Canada Beckons U.S. Retailers
As the U.S. domestic retail market matures, Canada is getting new attention.
Target Corp.'s arrival in Canada with the opening of 24 stores Friday, April 5, is contributing to a price war while casting new attention on the market that so often has been clumped together with the United States.
Despite the common language and similar customs, Canada has a distinct culture and a stronger economy, said Wendy Liebmann, CEO of WSL/Strategic Retail in New York City.
"It feels easier than going someplace where you don't speak the same language. I will say, however, one of the big challenges is it looks very familiar, but in fact there are some real differences that are quite fundamental and can impact anybody's success up there."
Fewer Behavioral Changes
The company's research indicates Canadians in general weathered the recession better than many Americans. While the cost of living is rising and Canadian shoppers are looking for the lowest prices, fewer have changed their shopping habits or cut back substantially on their purchases since the economic downturn than their U.S. counterparts.
While gas in Canada costs about $2 more per gallon than in the United States, 24 percent of Canadians said they were making fewer shopping trips because of higher gas prices, compared with 48 percent of Americans, according to the firm's "How Canada Shops" report.
Consumer behavior in Canada also varies from the United States. "There is a different culture and culture of shopping," Liebmann said."Canadians are much more cautious when it comes to spending.
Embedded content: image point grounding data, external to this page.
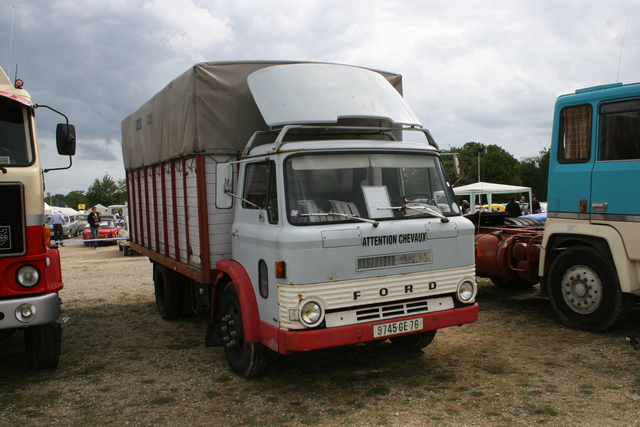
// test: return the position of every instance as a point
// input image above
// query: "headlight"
(28, 276)
(466, 292)
(25, 313)
(311, 313)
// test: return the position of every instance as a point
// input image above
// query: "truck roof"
(324, 93)
(207, 109)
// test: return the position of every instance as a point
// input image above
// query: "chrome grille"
(392, 310)
(393, 260)
(12, 221)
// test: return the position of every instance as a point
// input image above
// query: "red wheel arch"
(246, 294)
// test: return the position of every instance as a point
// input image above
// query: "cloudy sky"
(485, 71)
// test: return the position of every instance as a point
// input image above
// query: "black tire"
(414, 341)
(168, 295)
(43, 344)
(247, 359)
(585, 291)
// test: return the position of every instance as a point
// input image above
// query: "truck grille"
(393, 260)
(391, 310)
(12, 226)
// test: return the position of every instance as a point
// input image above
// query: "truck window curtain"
(620, 131)
(575, 134)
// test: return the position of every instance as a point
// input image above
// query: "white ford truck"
(290, 201)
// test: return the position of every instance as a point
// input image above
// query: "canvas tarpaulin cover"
(207, 109)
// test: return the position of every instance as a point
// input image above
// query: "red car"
(108, 229)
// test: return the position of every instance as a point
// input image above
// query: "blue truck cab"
(590, 263)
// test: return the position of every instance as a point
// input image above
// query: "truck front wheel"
(414, 341)
(585, 291)
(168, 296)
(43, 344)
(247, 359)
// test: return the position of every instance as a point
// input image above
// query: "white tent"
(477, 189)
(48, 210)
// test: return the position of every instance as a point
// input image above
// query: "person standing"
(57, 219)
(93, 219)
(513, 208)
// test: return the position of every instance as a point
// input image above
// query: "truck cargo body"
(328, 233)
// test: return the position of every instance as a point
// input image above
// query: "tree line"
(106, 191)
(499, 167)
(496, 165)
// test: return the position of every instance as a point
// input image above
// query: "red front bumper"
(286, 342)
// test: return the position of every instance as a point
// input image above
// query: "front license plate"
(394, 328)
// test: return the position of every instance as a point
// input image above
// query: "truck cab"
(591, 254)
(30, 274)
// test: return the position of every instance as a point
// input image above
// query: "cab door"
(255, 230)
(617, 169)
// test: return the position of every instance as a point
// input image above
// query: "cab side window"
(620, 131)
(260, 191)
(574, 141)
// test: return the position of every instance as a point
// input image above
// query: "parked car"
(70, 228)
(108, 229)
(123, 245)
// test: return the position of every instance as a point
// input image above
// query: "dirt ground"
(123, 365)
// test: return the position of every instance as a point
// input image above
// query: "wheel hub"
(231, 338)
(582, 289)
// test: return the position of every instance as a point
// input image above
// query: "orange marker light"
(583, 205)
(46, 236)
(281, 270)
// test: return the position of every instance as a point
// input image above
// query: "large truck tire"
(43, 344)
(168, 295)
(585, 291)
(414, 341)
(247, 359)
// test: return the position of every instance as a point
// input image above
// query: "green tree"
(106, 192)
(75, 198)
(496, 164)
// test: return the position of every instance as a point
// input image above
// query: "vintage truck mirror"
(456, 165)
(66, 139)
(224, 185)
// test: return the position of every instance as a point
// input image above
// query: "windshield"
(15, 142)
(345, 187)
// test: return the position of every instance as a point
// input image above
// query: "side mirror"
(66, 139)
(224, 185)
(456, 165)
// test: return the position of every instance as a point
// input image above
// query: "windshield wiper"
(370, 221)
(421, 208)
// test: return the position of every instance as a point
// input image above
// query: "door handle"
(599, 206)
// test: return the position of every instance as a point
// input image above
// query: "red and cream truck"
(30, 274)
(291, 201)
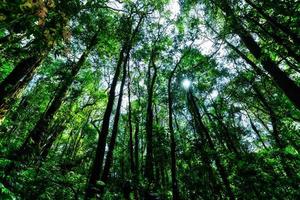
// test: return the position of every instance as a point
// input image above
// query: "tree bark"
(109, 155)
(149, 173)
(98, 160)
(37, 138)
(203, 132)
(12, 85)
(288, 86)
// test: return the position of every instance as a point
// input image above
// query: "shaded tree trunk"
(288, 86)
(175, 190)
(109, 155)
(12, 85)
(98, 160)
(37, 138)
(203, 132)
(149, 173)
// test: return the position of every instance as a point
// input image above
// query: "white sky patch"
(186, 84)
(174, 8)
(115, 5)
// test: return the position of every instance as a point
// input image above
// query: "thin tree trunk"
(35, 141)
(149, 173)
(109, 155)
(288, 86)
(98, 160)
(176, 195)
(202, 130)
(276, 25)
(12, 85)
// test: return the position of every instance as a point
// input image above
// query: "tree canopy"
(150, 99)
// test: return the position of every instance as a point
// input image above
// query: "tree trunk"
(175, 190)
(149, 174)
(288, 86)
(12, 85)
(202, 130)
(109, 155)
(276, 25)
(36, 140)
(98, 160)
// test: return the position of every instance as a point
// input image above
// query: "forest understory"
(150, 99)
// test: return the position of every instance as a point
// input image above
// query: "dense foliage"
(149, 99)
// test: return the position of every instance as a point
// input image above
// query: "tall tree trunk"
(175, 190)
(149, 173)
(202, 130)
(99, 157)
(131, 145)
(109, 155)
(291, 174)
(12, 85)
(36, 140)
(288, 86)
(276, 25)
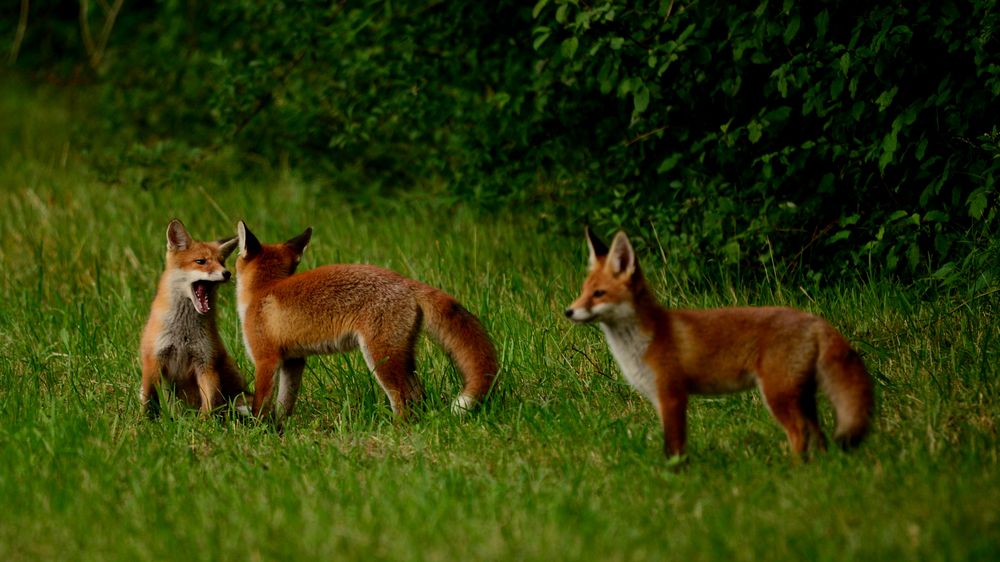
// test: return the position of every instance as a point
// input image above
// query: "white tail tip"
(463, 404)
(241, 407)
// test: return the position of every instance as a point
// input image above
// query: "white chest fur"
(628, 345)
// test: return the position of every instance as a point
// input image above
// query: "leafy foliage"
(819, 137)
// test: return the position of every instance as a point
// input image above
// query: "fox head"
(612, 277)
(196, 268)
(258, 263)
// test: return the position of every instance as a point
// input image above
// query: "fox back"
(668, 354)
(287, 316)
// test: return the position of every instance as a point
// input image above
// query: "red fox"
(668, 354)
(180, 344)
(287, 316)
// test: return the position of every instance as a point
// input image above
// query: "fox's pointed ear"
(177, 236)
(595, 248)
(227, 246)
(300, 242)
(249, 245)
(621, 257)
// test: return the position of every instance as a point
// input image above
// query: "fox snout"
(579, 314)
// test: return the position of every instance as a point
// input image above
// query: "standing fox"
(668, 354)
(181, 343)
(287, 317)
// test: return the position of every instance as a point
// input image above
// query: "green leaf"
(977, 203)
(641, 99)
(541, 38)
(936, 216)
(885, 99)
(889, 145)
(838, 236)
(538, 8)
(778, 114)
(792, 29)
(845, 63)
(822, 23)
(569, 47)
(669, 163)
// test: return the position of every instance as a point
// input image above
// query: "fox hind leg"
(148, 394)
(289, 382)
(394, 366)
(785, 405)
(264, 371)
(807, 404)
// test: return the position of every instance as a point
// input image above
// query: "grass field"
(563, 463)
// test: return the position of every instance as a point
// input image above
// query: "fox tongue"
(201, 297)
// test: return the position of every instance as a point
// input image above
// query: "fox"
(180, 343)
(667, 355)
(287, 316)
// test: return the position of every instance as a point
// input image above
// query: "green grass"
(565, 461)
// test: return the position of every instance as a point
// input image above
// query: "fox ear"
(249, 245)
(595, 248)
(177, 236)
(621, 257)
(300, 242)
(227, 246)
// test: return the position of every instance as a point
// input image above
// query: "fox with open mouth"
(181, 344)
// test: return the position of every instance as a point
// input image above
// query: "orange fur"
(180, 344)
(669, 354)
(288, 316)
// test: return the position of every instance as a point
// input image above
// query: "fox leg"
(209, 389)
(148, 396)
(784, 401)
(807, 403)
(289, 381)
(673, 416)
(394, 368)
(232, 384)
(263, 383)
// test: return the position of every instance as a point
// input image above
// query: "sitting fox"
(287, 316)
(667, 355)
(181, 344)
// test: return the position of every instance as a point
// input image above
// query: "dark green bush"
(830, 137)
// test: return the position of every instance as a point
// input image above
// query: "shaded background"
(819, 140)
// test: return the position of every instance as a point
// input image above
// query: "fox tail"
(462, 335)
(845, 381)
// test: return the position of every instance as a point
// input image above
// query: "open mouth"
(199, 292)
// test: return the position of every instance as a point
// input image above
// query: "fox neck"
(176, 289)
(629, 337)
(641, 310)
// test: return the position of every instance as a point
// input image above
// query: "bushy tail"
(845, 381)
(464, 338)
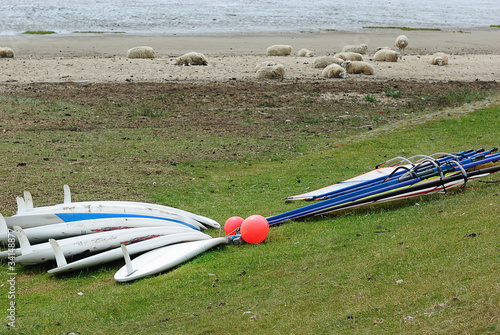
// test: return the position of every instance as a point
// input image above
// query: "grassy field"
(422, 266)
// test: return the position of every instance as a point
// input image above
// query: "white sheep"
(439, 58)
(358, 67)
(387, 55)
(354, 56)
(279, 50)
(264, 63)
(305, 53)
(360, 48)
(334, 71)
(141, 52)
(276, 71)
(380, 48)
(324, 61)
(402, 43)
(191, 58)
(6, 52)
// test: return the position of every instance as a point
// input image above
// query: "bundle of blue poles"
(409, 177)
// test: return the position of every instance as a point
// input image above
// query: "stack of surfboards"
(96, 232)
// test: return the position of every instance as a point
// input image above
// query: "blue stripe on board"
(72, 217)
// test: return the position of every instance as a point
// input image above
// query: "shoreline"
(102, 58)
(479, 41)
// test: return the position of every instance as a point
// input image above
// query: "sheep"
(380, 48)
(402, 43)
(386, 55)
(334, 71)
(264, 63)
(305, 53)
(349, 56)
(279, 50)
(439, 58)
(6, 52)
(191, 58)
(360, 48)
(324, 61)
(358, 67)
(276, 71)
(141, 52)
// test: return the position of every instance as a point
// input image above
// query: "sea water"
(199, 17)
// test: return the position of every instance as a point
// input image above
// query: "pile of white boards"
(79, 235)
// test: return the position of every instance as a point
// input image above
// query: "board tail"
(128, 261)
(24, 243)
(60, 259)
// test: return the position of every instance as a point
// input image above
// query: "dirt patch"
(246, 108)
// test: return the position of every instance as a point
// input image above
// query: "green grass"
(402, 28)
(421, 266)
(39, 32)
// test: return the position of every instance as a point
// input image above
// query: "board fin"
(21, 205)
(60, 259)
(24, 243)
(67, 194)
(128, 261)
(4, 229)
(28, 200)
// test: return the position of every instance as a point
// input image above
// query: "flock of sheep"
(349, 61)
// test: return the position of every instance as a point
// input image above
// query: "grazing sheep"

They were not like us in the sense [Americans] loaded up credit cards to get what they want more of."
Fewer Retail Banners
While the nation is geographically vast, Canada's retail landscape is smaller than that of the United States, presenting fewer choices for consumers. But Leibmann said Canada retailers provide keen competition to U.S. companies. "While there might be fewer of them, there are really good, sophisticated retailers," she said.
Still, Canadian retailers—and consumers—are watching closely Target's entrance to the market."Seventy percent of Canadian shoppers said they were aware of U.S. Target before Target launched here," Liebmann said. "Thirty percent had actually shopped at Target in the U.S."
Canada's mid-tier department stores, such as Hudson's Bay, have been freshening up their stores. "Certainly the Bay's doing a lot of renovation work," Liebmann said. U.S.-based Nordstrom also is preparing for a Canadian launch in 2014.
Canada's food retailers also are paying attention to Target's emphasis on grocery and fresh products. "You can see the ripple effect: Target's coming. How do we prepare for it?"